La vaccination des chiens et des chats permet de les protéger contre la maladie et donc d’empêcher les risques de contamination humaine. Elle doit être effectuée dans le strict respect de la réglementation en vigueur. Pour qu’elle soit reconnue comme valide, aucun retard n’est toléré pour les dates de rappel. Si vous devez voyager avec votre animal dans un pays de l’Union européenne, vérifiez au moins deux mois à l’avance qu’il est en règle : il doit être identifié et détenteur d’un passeport fourni par un vétérinaire habilité, attestant de la vaccination antirabique. Si vous faites vacciner votre chien ou votre chat pour la première fois avant de partir, la vaccination doit être réalisée au moins 21 à 28 jours (suivant les vaccins) avant le départ. Un chiot ou un chaton peut être vacciné contre la rage dès l’âge de 3 mois. En France, il existe une dizaine de vaccins antirabiques pour le chien et cinq pour le chat. Suivant les cas, les rappels sont à effectuer tous les un, deux ou trois ans. Le respect des dates de rappel, au jour près, est indispensable pour que la vaccination reste valide, sinon tout le protocole vaccinal sera à reprendre depuis le début. Hors UE, les formalités peuvent être plus exigeantes : certains pays exigent en effet un titrage des anticorps et/ou une mise en quarantaine du chien… Renseignez-vous donc bien avant de partir ! Si des injections ont été retardées à cause des périodes de confinement, discutez-en avec votre vétérinaire qui vous dira comme faire le « rattrapage » vaccinal.

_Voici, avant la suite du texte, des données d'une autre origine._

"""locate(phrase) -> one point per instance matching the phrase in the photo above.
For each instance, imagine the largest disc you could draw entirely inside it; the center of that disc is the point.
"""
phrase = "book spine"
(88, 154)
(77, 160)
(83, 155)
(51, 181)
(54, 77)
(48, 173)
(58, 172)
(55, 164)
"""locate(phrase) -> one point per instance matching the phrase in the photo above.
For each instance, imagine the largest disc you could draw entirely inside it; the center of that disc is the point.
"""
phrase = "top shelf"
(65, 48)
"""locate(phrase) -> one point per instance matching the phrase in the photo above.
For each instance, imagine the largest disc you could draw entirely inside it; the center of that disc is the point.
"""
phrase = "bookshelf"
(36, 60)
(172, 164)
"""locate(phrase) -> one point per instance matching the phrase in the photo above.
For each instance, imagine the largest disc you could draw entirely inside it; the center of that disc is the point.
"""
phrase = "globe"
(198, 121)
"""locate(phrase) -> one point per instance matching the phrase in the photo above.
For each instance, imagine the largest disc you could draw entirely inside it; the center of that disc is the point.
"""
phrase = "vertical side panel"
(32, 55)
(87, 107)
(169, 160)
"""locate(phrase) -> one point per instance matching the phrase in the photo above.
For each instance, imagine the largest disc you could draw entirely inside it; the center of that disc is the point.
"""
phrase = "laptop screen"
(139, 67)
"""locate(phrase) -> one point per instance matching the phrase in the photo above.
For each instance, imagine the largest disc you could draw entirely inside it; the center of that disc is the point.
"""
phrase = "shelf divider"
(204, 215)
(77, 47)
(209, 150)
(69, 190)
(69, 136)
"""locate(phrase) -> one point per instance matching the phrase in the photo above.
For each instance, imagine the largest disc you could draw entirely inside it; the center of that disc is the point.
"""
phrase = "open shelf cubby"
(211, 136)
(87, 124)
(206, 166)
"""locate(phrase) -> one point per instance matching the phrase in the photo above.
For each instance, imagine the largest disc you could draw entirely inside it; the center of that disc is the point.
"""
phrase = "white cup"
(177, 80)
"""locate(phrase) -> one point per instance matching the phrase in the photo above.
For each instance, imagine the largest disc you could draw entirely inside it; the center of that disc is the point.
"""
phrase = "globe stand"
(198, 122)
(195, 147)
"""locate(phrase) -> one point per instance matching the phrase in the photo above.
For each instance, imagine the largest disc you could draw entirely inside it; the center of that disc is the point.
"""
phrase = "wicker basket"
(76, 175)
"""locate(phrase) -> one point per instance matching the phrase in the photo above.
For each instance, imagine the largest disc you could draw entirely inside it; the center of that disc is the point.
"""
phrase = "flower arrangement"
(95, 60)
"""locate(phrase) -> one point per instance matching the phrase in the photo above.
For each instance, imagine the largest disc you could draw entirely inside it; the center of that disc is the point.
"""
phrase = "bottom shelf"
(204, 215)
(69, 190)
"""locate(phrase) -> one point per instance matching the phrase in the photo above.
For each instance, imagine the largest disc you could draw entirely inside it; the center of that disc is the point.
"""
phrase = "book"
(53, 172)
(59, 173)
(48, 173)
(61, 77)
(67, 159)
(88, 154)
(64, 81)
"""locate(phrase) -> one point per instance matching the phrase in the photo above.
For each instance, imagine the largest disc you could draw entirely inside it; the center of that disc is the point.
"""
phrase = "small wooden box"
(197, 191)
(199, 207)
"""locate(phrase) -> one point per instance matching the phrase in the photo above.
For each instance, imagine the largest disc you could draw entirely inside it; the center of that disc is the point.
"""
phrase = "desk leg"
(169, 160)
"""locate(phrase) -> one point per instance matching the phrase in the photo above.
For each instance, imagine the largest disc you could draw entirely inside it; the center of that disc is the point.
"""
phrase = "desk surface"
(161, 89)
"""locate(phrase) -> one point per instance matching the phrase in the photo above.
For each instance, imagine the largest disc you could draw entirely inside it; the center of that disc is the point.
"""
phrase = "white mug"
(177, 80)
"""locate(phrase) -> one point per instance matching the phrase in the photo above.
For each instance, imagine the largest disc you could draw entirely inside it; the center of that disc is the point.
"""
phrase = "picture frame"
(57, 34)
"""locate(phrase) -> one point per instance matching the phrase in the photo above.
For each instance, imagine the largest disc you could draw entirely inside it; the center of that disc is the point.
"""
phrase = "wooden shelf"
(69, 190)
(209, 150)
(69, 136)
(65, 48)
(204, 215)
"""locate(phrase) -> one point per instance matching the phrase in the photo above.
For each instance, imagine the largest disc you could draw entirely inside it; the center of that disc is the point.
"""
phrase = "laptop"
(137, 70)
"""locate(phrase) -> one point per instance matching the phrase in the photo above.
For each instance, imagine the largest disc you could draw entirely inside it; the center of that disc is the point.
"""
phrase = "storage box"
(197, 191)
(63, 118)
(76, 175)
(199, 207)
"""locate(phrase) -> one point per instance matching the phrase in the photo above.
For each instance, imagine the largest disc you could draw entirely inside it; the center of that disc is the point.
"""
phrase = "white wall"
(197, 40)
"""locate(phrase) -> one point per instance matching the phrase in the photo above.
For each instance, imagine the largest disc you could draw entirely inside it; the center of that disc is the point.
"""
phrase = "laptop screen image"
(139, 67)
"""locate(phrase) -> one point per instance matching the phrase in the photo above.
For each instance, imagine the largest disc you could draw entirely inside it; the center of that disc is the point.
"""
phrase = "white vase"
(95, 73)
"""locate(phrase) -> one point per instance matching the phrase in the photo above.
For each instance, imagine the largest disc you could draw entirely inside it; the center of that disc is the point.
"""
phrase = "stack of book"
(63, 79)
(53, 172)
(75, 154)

La rage chez les chauve-souris

La rage chez les chauve-souris

Les chauves-souris peuvent être porteuses de virus rabique qui peuvent aussi infecter l’homme. Le risque de transmission à l’homme est cependant négligeable car ces animaux sont insectivores. Rappelons qu’il s’agit d’espèces protégées, qu’il ne faut surtout pas les chasser ou les capturer. Si vous trouvez une chauve-souris blessée, ne la manipulez pas à mains nues et évitez aussi de toucher une chauve-souris morte car le virus garde sa virulence dans le cadavre pendant un certain temps.